1.11.11 Eamon Sullivan backs up growers as they strive for gold

1.11.11 Eamon Sullivan backs up growers as they strive for gold

Australian swimming sensation and culinary king, Eamon Sullivan, is lending his support to macadamia growers by becoming the face of The World’s Finest Nut for the second year in a row.

The two-time Olympian with three medals under his belt will be cheering on our farmers from plantations across subtropical New South Wales and Queensland as they prepare for hopefully one of the biggest crops since 2006.

As an elite athlete who loves to cook, Eamon knows the importance of food that is healthy, convenient, and Australian-owned and grown and is keen to encourage Aussies young and old to snack on our famous native nut while there’s plenty available.

“I enjoy a handful of macadamias everyday because they have so much going for them,” he said. “They’re rich in fibre, contain plenty of protein, complex carbohydrates, healthy fatty acids, antioxidants like manganese and best of all, they taste great!”

For those looking to increase consumption, macadamias make the perfect addition to a whole host of recipes. “The crisp texture, delicate buttery flavour and versatility make Australian macadamias a fantastic cooking ingredient,” he said. “I love including them in my favourite dishes and they’re great for dressing up a summer salad, as a crunchy surprise to most desserts or as a pesto or marinade.”

Jolyon Burnett, CEO of the Australian Macadamia Society said the industry is thrilled to have Eamon on board again this year. “It’s fantastic to have the support of a fine Aussie athlete like Eamon Sullivan and it’s exciting to see him backing up our growers who work hard to produce the highest quality macadamia nuts in the world.”

Australia already leads the world in research and development, farming practices and commitment to clean, green production from seedling to serving, producing more than 30% of the world’s crop.

“Australian macadamias are grown in the rich soil and high rainfall coastal areas that are still home to the original native species. On top of this, Australian farms and processors have high production standards, with a demonstrated capacity to produce superior kernel, and the industry is committed to a sustainable future both on farms and in our local communities,” Mr Burnett said.

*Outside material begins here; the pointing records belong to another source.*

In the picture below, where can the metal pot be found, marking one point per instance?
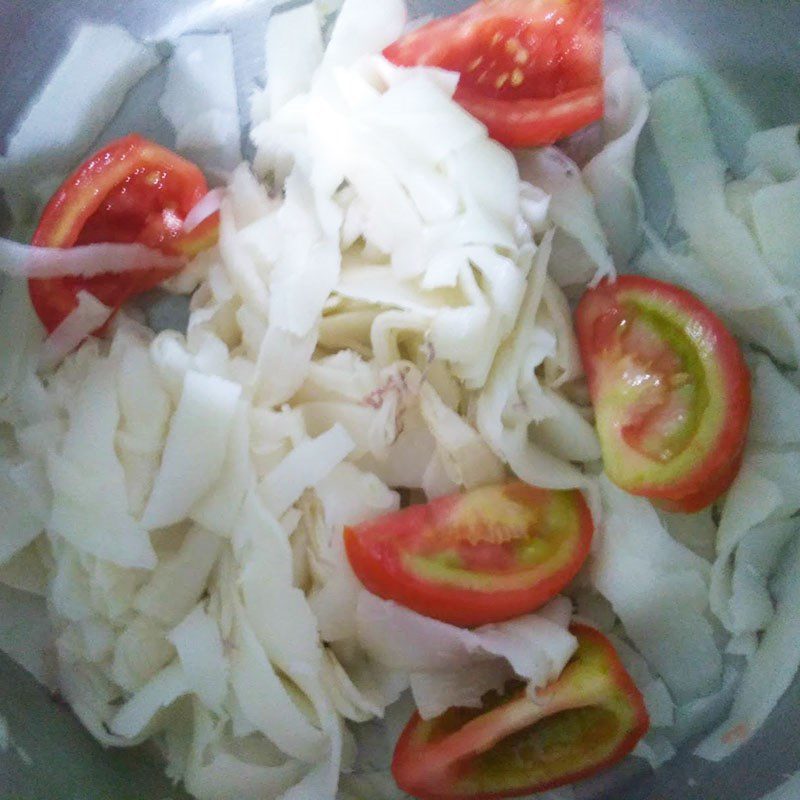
(747, 53)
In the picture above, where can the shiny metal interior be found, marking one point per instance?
(748, 54)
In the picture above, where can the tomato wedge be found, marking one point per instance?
(670, 388)
(130, 191)
(486, 556)
(531, 70)
(515, 745)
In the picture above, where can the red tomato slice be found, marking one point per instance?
(531, 70)
(670, 389)
(477, 558)
(130, 191)
(586, 721)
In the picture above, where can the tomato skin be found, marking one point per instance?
(132, 190)
(727, 380)
(381, 553)
(431, 765)
(531, 70)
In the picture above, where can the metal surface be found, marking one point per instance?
(748, 54)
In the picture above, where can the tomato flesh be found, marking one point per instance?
(131, 191)
(670, 389)
(531, 70)
(486, 556)
(515, 745)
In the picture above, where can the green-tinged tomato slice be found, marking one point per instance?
(670, 389)
(485, 556)
(514, 745)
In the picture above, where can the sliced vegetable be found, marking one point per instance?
(131, 191)
(670, 388)
(517, 744)
(531, 70)
(486, 556)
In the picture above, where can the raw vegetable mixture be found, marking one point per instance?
(425, 499)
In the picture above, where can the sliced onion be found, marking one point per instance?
(87, 261)
(89, 315)
(209, 205)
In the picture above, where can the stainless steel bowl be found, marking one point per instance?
(748, 55)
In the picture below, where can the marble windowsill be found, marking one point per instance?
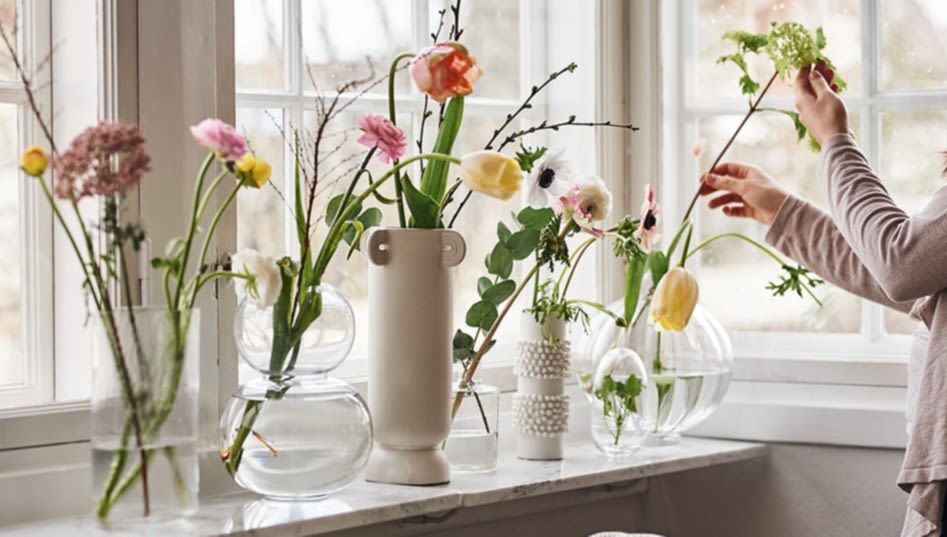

Macadamias are the only native Australian plant that has been developed and traded internationally as a commercial food product. From reasonably humble beginnings as a cottage industry in the 1970’s, Australia has now taken firm leadership of world production, research, marketing and development, and is the largest producer and exporter, delivering macadamias to more than 40 countries worldwide.

There is a strong financial commitment to domestic and export market development and farm research funded by a grower levy on production. The industry spends approximately $4 million annually on research and development and marketing.

Macadamias are grown along the eastern seaboard of New South Wales and Queensland, from Nambucca Heads in the south through to Mackay in the north. About 60% of the Australian crop is produced in the NSW Northern Rivers district.

There are approximately 850 macadamia growers in Australia, producing around 35,500 tonnes in 2010 with an export value of around $120-130 million per annum.